Roman urbain (1)
Le sol venait d’être rénové. Les pavés avaient été changés, les pieds qui habituellement les foulaient aussi. Aux modestes chaussures de grande série avaient succédé de beaux talons aiguilles, des chaussures vernies et griffées, ainsi que quelques chaussures de sport gorgées d’air comprimé. Au dessus des pieds, dans les chaussures, les visages et les habitants avaient changé. Plus de veste bleue élimée, de vieux catogans fatigués par l’âge et les travaux répétitifs, plus de robes larges et informes, mais de fins tailleurs légers, de beaux costumes propres et neufs, de magnifiques sacs aux motifs chevalins, des chemises à carreaux bruns, rouges et bleus. Les sons changeaient aussi. Nous nous efforcions désormais de distinguer le français de l’anglais, ce dernier ayant pris la place des multiples langues originaires d’Europe centrale et du pourtour de la Méditerranée que l’on entendait avant.
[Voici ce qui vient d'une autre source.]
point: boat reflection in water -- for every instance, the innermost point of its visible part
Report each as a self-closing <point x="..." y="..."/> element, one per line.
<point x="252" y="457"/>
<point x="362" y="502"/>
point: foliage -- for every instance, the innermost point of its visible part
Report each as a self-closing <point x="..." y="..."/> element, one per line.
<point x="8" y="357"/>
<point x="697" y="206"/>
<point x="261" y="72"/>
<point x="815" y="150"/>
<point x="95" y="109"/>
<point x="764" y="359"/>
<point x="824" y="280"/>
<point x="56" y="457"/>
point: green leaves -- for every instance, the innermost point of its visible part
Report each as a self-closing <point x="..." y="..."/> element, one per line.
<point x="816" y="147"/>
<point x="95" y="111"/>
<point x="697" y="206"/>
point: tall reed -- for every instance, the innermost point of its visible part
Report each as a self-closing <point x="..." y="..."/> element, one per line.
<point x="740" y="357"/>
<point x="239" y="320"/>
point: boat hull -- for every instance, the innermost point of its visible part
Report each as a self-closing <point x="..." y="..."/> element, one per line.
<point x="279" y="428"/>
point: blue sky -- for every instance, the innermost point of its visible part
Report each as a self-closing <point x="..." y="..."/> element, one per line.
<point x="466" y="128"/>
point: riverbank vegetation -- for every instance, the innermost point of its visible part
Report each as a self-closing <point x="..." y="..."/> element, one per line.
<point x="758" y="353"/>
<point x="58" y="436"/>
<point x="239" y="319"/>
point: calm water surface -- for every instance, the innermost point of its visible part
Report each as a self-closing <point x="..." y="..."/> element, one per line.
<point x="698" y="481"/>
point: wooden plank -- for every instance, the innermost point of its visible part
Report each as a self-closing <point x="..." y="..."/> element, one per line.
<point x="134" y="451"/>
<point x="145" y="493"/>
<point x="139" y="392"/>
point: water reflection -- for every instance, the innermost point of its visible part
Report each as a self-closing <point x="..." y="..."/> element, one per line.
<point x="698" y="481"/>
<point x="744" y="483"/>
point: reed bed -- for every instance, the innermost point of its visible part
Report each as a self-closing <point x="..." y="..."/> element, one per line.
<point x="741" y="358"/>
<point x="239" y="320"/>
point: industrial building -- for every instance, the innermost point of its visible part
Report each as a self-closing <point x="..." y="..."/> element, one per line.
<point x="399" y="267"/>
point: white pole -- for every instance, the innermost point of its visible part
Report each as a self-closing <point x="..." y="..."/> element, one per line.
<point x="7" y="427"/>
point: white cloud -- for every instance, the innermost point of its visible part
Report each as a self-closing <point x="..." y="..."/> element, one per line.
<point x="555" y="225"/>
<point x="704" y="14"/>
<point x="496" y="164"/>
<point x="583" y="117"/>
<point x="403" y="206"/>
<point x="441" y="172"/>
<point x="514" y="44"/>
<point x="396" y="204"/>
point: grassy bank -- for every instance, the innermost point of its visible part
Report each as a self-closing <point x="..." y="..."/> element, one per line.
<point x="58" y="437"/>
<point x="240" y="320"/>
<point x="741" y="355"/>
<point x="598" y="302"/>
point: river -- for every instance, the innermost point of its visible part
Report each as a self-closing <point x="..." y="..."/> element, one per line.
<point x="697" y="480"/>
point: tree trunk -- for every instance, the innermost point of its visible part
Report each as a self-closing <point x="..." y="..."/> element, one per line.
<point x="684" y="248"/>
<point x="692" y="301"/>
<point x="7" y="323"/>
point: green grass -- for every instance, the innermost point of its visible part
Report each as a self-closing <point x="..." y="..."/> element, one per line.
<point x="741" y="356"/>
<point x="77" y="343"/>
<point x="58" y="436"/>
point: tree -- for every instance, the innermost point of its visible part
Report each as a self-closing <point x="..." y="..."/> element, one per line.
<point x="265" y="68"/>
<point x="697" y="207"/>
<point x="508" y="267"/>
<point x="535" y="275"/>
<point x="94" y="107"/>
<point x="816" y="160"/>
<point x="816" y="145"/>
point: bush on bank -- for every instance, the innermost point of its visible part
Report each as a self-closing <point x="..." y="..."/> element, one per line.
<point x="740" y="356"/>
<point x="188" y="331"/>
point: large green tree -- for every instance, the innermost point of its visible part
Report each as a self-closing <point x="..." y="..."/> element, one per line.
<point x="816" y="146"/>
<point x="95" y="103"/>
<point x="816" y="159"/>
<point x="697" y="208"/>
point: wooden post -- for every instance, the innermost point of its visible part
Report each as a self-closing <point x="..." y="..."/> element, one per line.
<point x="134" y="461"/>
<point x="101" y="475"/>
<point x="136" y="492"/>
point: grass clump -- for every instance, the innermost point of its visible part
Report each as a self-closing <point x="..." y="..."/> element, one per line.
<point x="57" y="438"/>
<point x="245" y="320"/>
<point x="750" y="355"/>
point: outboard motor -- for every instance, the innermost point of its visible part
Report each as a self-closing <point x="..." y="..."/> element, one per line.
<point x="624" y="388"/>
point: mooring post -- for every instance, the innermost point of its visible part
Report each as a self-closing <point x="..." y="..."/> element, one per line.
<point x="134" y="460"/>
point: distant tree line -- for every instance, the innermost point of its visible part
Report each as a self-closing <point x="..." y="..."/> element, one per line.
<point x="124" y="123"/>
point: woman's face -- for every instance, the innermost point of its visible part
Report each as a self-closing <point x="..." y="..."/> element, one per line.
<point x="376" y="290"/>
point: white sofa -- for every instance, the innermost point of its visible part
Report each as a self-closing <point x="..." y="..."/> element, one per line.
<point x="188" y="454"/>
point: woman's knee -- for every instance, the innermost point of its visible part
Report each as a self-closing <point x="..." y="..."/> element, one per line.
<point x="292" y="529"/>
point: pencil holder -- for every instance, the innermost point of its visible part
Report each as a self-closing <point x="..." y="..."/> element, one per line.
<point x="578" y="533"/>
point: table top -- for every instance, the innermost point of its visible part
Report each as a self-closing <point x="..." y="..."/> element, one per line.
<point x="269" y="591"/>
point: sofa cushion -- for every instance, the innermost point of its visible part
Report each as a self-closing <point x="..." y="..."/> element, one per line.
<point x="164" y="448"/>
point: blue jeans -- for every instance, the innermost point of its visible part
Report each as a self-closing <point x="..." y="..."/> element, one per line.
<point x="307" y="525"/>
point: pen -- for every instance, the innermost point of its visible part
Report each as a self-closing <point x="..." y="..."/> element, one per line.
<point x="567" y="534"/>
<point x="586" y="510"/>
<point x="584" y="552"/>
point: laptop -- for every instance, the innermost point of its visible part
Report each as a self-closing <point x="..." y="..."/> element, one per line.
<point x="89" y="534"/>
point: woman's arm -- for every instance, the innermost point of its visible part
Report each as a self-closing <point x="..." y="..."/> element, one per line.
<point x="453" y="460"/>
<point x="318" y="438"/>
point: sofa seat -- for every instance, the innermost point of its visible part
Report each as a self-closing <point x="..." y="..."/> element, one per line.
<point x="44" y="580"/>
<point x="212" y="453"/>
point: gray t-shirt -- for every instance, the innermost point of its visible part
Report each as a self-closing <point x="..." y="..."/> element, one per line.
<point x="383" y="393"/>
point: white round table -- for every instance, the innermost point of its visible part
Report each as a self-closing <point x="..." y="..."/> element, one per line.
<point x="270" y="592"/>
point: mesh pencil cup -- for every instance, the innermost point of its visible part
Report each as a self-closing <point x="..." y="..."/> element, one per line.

Le sol venait d’être nettoyé. Les beaux pavés neufs nécessitaient un nettoyage régulier afin de ne pas abimer pieds et chaussures neufs. Un passage au jet d’eau, puis quelques coups de balai énergiques rendaient quotidiennement sa virginité au trottoir foulé par des milliers de pieds rendus délicats par la moquette des nouveaux trains à grande vitesse. Après avoir patiemment rénové et progressivement réinvesti le quartier, le gouvernement municipal envisageait de remplacer les durs pavés par une moquette douce et vivement colorée, et d’installer au dessous une installation de chauffage ou de réfrigération afin d’y maintenir une température constante. Les pavés ne vieillissaient cependant plus, et la rue rénovée semblait pouvoir demeurer immaculée pour de longues années encore, si les services de nettoyage, de propreté urbaine et de prévention des risques sociaux poursuivaient leur grand œuvre, nécessaire et oh combien long et laborieux. Enfin, à force de détermination, le travail laissait transparaître que le changement inévitable profitait à tous, ou presque, si l’on omet de prendre en compte les opinions émises par quelques pieds moins délicats. Le nouveau sol pavé semblait également mois inciter les autochtones ou les voyageurs à la station assise ou couchée. Enfin, on ne se couche plus, l’ordre et la propreté règnent. L’ordre avait été bel et bien rétabli, stabilisé sous nos pieds, ou par l’intermédiaire de nos pieds en mouvement grâce à des pavés autobloquants. La propreté prenait naissance au moyen de balais et de jets d’eau puissants.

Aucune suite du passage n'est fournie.